I have a big OpenMP loop that I would like to offload on the GPU. I tried several options, using unified memory and explicit
omp target map, using
TARGET TEAMS DISTRIBUTE PARALLEL DO and
I constantly run into memory issues: memory alignment issues
With unified shared memory and
LOOP, I tried using
NV_ACC_DEBUG=1 on my laptop, and it ran out of memory:
Accelerator Fatal Error: call to cuMemAlloc returned error 2: Out of memory
Okay, that makes sense, my loop uses a lot of large arrays.
So I switched to
TARGET TEAMS DISTRIBUTE PARALLEL DO and I got the following error:
NVFORTRAN-S-1101-The maximum stack size for a GPU kernel or procedure is limited to 524288 bytes: 4618020
What I find surprising is that I get this error message on my laptop (MX550), but also on a server equipped with an A100.

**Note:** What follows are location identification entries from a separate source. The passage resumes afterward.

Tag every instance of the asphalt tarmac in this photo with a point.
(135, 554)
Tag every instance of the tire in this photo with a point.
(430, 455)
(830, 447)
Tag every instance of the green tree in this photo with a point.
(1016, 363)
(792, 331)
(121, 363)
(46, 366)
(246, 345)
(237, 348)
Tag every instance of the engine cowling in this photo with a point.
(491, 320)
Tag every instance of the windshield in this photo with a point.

I have read multiple posts on forums that explain how the maximum stack size is computed (e.g., here What is the maximum CUDA Stack frame size per Kerenl.), but I am surprized that the limit is the same on my laptop’s GPU and an A100?
Is there any recommendation to avoid this problem, besides breaking my loop into multiple smaller ones that handle smaller data structures?
I need to say that my code is in Fortran, if that matters.